There are also no predefined schemas: a document’s keys and values are not of fixed types or sizes. Without a fixed schema, adding or removing fields as needed becomes easier. Generally, this makes development faster as developers can quickly iterate. It is also easier to experiment. Developers can try dozens of models for the data and then choose the best one to pursue.
Designed to Scale
Dataset sizes for applications are growing at an incredible pace. Increases in available bandwidth and cheap storage have created an environment where even small-scale applications need to store more data than many databases were meant to handle. A terabyte of data, once an unheard-of amount of information, is now commonplace.
As the amount of data that developers need to store grows, developers face a difficult decision: how should they scale their databases? Scaling a database comes down to the choice between scaling up (getting a bigger machine) or scaling out (partitioning data across more machines). Scaling up is often the path of least resistance, but it has drawbacks: large machines are often very expensive, and eventually a physical limit is reached where a more powerful machine cannot be purchased at any cost. The alternative is to scale out: to add storage space or increase throughput for read and write operations, buy additional servers, and add them to your cluster. This is both cheaper and more scalable; however, it is more difficult to administer a thousand machines than it is to care for one.
MongoDB was designed to scale out. The document-oriented data model makes it easier to split data across multiple servers. MongoDB automatically takes care of balancing data and load across a cluster, redistributing documents automatically and routing reads and writes to the correct machines, as shown in Figure 1-1.
The topology of a MongoDB cluster, or whether there is in fact a cluster rather than a single node at the other end of a database connection, is transparent to the application. This allows developers to focus on programming the application, not scaling it. Likewise, if the topology of an existing deployment needs to change in order to, for example, scale to support greater load, the application logic can remain the same.
Rich with Features…
MongoDB is a general-purpose database, so aside from creating, reading, updating, and deleting data, it provides most of the features you would expect from a database management system and many others that set it apart. These include:
MongoDB supports generic secondary indexes and provides unique, compound, geospatial, and full-text indexing capabilities as well. Secondary indexes on hierarchical structures such as nested documents and arrays are also supported and enable developers to take full advantage of the ability to model in ways that best suit their applications.
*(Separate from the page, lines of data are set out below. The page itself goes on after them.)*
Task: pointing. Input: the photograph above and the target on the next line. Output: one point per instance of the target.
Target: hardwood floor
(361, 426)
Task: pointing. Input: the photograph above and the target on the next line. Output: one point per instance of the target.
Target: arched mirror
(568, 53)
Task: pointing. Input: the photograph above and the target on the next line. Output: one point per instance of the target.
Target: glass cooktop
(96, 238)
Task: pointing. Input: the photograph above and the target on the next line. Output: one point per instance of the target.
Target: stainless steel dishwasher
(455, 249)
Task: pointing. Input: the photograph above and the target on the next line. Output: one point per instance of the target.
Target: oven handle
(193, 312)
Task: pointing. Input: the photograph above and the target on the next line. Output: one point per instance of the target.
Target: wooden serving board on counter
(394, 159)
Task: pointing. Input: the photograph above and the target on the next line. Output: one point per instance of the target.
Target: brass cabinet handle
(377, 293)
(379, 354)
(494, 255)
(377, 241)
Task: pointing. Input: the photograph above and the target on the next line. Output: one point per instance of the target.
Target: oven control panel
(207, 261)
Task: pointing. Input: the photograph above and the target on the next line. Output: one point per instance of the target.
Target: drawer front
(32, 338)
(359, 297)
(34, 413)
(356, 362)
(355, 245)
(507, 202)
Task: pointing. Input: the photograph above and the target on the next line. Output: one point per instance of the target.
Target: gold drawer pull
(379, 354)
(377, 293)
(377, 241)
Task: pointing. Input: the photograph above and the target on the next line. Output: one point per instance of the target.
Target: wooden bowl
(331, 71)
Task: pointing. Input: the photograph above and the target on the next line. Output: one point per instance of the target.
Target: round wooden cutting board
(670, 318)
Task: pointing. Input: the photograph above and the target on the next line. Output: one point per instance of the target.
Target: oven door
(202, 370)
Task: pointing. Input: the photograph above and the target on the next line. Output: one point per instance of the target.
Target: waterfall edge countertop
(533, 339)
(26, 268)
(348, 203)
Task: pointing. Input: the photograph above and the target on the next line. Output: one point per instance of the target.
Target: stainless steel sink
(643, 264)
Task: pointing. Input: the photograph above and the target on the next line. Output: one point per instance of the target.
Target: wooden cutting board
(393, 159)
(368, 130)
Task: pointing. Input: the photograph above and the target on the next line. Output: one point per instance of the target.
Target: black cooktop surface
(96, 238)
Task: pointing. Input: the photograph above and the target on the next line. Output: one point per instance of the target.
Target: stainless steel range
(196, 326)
MongoDB provides an aggregation framework based on the concept of data processing pipelines. Aggregation pipelines allow you to build complex analytics engines by processing data through a series of relatively simple stages on the server side, taking full advantage of database optimizations.
- Special collection and index types
MongoDB supports time-to-live (TTL) collections for data that should expire at a certain time, such as sessions and fixed-size (capped) collections, for holding recent data, such as logs. MongoDB also supports partial indexes limited to only those documents matching a criteria filter in order to increase efficiency and reduce the amount of storage space required.
- File storage
MongoDB supports an easy-to-use protocol for storing large files and file metadata.
Some features common to relational databases are not present in
MongoDB, notably complex joins. MongoDB supports joins in a very limited
way through use of the
aggregation operator introduced in the 3.2 release. In the 3.6 release,
more complex joins are possible using multiple join conditions as well as
unrelated subqueries. MongoDB’s treatment of joins were architectural
decisions to allow for greater scalability, because both of those features
are difficult to provide efficiently in a distributed system.
…Without Sacrificing Speed
Performance is a driving objective for MongoDB, and has shaped much of its design. It uses opportunistic locking in its WiredTiger storage engine to maximize concurrency and throughput. It uses as much RAM as it can as its cache and attempts to automatically choose the correct indexes for queries. In short, almost every aspect of MongoDB was designed to maintain high performance.
Although MongoDB is powerful, incorporating many features from relational systems, it is not intended to do everything that a relational database does. For some functionality, the database server offloads processing and logic to the client side (handled either by the drivers or by a user’s application code). Its maintenance of this streamlined design is one of the reasons MongoDB can achieve such high performance.
Throughout this book, we will take the time to note the reasoning or motivation behind particular decisions made in the development of MongoDB. Through those notes we hope to share the philosophy behind MongoDB. The best way to summarize the MongoDB project, however, is by referencing its main focus—to create a full-featured data store that is scalable, flexible, and fast.